Unresolved Contract Talks Leave Patients in Limbo
Negotiations between a prominent health care provider in Connecticut and a major insurance company are still at a standstill, weeks after the expiration of existing policies. This situation has left the care of around 15,000 patients uncertain, with individuals feeling caught in the middle of the conflict.
Experts describe the atmosphere between the two organizations based in Farmington as quite tense. University Health and Aetna, headquartered in Hartford, are dealing with broader trends across the nation where such disputes are becoming increasingly common and often public. In Connecticut, a campaign featuring billboards by UConn Health has stalled negotiations.
Angela S. Mattie, a business administration and health services professor at Quinnipiac University, noted, “Both parties have reasons to stand firm.” She pointed out that the rising costs of healthcare are central to the disagreement. “It’s not just a local issue; it’s a national problem. Ultimately, it’s the patients who suffer, left to navigate market uncertainty, which can be incredibly stressful.”
When there is no contract between a health provider and an insurance company, patients can suddenly find themselves “out of network,” leading to higher out-of-pocket expenses for even routine treatment. Additionally, they may have to scramble to find new doctors willing to accept their insurance.
Relief for patients at UConn Health may come soon, although the existing contract expired on November 30. In a brief statement, Aetna mentioned they are maintaining conversations with UConn and expect to provide updates soon.
CEO Andy Agwunobi of UConn Health expressed optimism, stating, “We are engaged in discussions with Aetna aimed at reaching an agreement to ensure our patients receive high-quality care. Our focus remains on patient access and sustainability.” State Auditor Sean Scanlon remarked that the talks seem to be approaching a resolution, describing the situation as reaching the “one-yard line.”
Scanlon, who oversees the state’s largest employer-sponsored health plan for government employees and their families, does not choose sides but encourages both parties to come to an agreement. “Sadly, these kinds of conflicts are becoming more frequent and lasting longer,” he observed.
In December, a group of Connecticut Congress members, including Senators Richard Blumenthal and Christopher Murphy, and Representatives John Larson and Rosa DeLauro, sent a letter urging quick resolution of the conflict. The letter highlighted concerns from constituents about potential financial burdens and the risk of not being able to afford essential services.

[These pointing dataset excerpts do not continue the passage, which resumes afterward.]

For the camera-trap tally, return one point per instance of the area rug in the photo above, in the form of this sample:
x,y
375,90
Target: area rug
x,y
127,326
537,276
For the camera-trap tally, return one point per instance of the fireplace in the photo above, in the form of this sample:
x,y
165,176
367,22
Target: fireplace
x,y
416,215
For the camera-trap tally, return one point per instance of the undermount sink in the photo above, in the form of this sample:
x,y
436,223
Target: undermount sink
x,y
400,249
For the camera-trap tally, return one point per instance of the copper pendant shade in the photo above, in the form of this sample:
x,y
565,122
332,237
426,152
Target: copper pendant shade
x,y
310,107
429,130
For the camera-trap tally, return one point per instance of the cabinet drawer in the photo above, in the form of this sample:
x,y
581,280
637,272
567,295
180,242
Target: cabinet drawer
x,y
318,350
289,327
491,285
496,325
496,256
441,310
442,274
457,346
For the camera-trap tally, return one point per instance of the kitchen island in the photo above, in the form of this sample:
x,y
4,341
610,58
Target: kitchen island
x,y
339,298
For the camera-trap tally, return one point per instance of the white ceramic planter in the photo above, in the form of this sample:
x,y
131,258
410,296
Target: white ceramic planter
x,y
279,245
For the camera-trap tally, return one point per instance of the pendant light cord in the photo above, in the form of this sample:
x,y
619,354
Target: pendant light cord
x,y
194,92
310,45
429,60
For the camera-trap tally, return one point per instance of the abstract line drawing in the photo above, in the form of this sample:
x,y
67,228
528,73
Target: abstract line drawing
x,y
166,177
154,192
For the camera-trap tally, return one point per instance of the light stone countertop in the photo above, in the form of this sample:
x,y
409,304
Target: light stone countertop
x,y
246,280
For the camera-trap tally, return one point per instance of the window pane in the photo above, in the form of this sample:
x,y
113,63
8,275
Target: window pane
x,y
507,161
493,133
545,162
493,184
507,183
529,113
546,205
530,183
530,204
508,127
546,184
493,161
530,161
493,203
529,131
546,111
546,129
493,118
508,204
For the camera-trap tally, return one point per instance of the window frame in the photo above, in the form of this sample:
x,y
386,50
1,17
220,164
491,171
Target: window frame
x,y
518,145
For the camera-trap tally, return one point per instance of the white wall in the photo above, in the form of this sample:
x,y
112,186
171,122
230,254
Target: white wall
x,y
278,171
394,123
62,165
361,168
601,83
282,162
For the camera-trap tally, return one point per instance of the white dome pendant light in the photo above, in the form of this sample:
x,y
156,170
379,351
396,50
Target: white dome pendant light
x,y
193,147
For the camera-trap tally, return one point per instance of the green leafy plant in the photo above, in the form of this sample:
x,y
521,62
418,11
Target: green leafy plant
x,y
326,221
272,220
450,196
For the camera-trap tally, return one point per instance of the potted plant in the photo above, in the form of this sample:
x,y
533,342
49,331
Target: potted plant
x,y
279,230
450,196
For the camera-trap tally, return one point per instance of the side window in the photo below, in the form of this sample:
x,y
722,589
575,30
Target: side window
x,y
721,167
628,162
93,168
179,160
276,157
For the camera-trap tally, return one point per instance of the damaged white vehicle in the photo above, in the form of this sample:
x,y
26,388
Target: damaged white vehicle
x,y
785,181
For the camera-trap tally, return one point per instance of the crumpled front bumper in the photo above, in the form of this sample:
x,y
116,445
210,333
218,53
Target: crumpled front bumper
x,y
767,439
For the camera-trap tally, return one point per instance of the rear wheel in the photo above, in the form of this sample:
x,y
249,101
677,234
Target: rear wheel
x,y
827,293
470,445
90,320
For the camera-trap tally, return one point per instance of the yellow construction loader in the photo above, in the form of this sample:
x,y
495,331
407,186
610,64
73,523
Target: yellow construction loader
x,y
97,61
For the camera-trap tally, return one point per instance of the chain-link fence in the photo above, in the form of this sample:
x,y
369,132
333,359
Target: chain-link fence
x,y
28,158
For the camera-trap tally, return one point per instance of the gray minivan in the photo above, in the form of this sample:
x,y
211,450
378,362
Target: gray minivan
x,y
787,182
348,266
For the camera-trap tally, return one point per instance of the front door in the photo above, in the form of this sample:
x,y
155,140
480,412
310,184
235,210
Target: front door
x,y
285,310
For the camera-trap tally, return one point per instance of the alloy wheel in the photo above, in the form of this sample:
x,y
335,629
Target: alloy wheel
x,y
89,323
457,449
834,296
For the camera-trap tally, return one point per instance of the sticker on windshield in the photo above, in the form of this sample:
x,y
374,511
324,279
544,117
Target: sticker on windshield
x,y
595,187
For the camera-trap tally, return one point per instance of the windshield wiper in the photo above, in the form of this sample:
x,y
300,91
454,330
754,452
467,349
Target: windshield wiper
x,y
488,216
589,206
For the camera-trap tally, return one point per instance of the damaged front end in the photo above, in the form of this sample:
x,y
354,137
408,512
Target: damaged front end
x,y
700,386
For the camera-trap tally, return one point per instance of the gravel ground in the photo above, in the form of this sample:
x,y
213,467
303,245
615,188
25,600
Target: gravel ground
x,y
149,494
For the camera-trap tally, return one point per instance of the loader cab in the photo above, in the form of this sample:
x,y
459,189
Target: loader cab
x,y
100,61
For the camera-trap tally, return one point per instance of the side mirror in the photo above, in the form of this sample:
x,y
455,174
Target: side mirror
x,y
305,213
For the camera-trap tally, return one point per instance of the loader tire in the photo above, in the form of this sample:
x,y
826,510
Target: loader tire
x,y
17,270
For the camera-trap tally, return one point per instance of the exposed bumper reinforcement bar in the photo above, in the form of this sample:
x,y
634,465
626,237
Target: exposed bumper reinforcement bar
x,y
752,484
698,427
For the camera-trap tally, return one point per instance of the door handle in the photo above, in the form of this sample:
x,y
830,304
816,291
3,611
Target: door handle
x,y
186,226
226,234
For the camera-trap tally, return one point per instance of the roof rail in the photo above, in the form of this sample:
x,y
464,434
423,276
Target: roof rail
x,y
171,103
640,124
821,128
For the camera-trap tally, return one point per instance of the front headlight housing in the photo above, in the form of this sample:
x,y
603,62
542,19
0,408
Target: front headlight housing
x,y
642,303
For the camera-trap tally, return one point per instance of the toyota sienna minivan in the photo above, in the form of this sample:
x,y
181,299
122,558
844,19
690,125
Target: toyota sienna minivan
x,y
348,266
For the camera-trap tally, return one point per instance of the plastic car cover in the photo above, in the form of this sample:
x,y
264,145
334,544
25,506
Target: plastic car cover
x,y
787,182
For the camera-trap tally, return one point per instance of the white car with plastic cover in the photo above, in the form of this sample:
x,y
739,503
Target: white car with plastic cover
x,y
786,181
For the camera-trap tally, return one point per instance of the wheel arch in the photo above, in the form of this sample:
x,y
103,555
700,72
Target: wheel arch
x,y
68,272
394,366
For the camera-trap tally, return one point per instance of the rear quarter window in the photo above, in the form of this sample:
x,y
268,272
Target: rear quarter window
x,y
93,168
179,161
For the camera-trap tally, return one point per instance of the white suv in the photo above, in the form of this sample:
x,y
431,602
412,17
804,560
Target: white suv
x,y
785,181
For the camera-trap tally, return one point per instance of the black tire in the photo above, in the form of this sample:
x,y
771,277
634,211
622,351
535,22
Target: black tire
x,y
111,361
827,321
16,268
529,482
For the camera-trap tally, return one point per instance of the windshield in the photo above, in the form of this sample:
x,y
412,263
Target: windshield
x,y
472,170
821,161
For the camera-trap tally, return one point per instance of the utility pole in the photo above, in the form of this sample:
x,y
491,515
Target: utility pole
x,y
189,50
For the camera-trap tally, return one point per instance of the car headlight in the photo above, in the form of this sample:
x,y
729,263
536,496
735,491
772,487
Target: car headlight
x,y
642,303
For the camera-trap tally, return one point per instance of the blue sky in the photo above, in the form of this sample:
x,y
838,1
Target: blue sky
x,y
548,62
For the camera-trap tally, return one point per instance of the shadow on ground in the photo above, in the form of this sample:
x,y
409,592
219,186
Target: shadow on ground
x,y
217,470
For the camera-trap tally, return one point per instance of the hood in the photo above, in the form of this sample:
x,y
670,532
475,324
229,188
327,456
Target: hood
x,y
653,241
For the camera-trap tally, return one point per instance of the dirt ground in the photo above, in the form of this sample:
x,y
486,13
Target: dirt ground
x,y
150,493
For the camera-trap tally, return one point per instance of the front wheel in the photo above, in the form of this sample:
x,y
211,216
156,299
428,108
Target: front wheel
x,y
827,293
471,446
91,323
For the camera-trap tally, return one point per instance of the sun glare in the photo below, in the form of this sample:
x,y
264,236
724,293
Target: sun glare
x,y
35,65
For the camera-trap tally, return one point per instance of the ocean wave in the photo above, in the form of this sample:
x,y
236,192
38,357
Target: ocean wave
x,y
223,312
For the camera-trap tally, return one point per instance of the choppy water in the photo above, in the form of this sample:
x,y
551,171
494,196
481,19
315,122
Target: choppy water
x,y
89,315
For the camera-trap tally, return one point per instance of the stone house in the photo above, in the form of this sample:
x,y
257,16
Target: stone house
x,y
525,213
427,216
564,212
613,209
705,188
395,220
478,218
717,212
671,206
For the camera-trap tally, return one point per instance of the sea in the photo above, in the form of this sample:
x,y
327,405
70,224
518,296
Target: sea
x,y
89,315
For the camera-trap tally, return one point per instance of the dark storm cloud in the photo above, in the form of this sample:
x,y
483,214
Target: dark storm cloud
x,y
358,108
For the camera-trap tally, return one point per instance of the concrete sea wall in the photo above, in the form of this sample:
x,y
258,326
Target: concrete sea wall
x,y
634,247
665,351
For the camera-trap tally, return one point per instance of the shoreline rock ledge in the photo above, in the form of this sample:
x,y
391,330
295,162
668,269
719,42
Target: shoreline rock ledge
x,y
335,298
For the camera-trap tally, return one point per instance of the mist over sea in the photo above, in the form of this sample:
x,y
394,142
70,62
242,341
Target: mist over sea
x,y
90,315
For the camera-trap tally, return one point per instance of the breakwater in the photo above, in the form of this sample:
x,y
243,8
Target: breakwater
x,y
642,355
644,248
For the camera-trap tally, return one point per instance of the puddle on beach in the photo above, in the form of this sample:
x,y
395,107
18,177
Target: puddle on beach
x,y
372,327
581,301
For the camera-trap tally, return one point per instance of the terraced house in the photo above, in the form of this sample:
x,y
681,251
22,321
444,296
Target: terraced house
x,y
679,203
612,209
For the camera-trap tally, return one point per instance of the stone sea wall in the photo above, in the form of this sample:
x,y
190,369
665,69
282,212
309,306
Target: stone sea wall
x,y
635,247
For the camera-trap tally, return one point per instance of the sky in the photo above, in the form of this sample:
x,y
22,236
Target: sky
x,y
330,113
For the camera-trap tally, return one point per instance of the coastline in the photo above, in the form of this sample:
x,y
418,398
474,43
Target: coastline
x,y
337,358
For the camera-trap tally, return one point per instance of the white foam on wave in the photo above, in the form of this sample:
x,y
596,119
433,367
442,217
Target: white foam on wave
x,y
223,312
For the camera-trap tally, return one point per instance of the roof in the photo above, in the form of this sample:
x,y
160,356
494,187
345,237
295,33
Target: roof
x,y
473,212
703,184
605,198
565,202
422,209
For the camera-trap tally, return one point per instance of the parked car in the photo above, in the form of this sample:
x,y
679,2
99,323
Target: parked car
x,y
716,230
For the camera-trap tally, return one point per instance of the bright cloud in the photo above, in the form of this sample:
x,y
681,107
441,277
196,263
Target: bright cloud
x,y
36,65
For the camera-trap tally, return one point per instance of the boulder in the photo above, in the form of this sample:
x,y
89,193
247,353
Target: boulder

For Stephanie Nicholson, a resident of Waterford, the uncertainty is all too real. “You don’t have to fight,” she said, feeling anxious about the state of her care due to the lack of a contract. Nicholson, diagnosed with multiple sclerosis and recovering from brain surgery, is forced to travel over an hour for specialized treatment, relying on UConn Health. Under her Aetna insurance, she faces the risk of incurring thousands of dollars in additional costs if her provider becomes out of network.
Worried about losing her long-time doctors, Nicholson faces another hurdle: finding a new primary care physician, which might take up to a year due to high demand. “The wait for an appointment could be six months to a year. They are really overloaded,” she noted.
With the expiration of the contract, some patients like Nicholson remain in a state of confusion about their coverage and care continuity, even as she successfully lobbied for an extension until March 1.
The crux of the negotiations lies in the reimbursement rates for UConn Health’s services from Aetna. Initially, both sides publicly exchanged criticism regarding reasonable offers. UConn Health claims its rates are among the lowest in the state.
Matti explained that providers are facing rising labor costs and shortages, especially in nursing, and as a teaching hospital, UConn Health’s operational costs are higher. “Healthcare systems are negotiating for adequate funding to match these costs,” she said.
A recent report indicated hospital costs are increasing at a rate that outpaces inflation, with labor being a large contributing factor. More hospitals are now gaining leverage in negotiations due to industry changes.
On the other side, insurance companies are under pressure to minimize expenses for employers. “The imperative is clear: negotiate the best possible rates,” Matti remarked. According to KFF, family insurance premiums are projected to climb significantly, with workers bearing a substantial portion of the costs.
While insurance negotiations were traditionally kept private, that’s changing, as evidenced by UConn Health’s use of billboard campaigns as leverage. Instead of quietly working out terms, both parties now engage in public relations efforts to sway patients and the media.
Overall, the landscape of health care negotiations seems to have evolved into a more public and competitive arena, not just limited to the Aetna-UConn situation but indicative of broader national trends.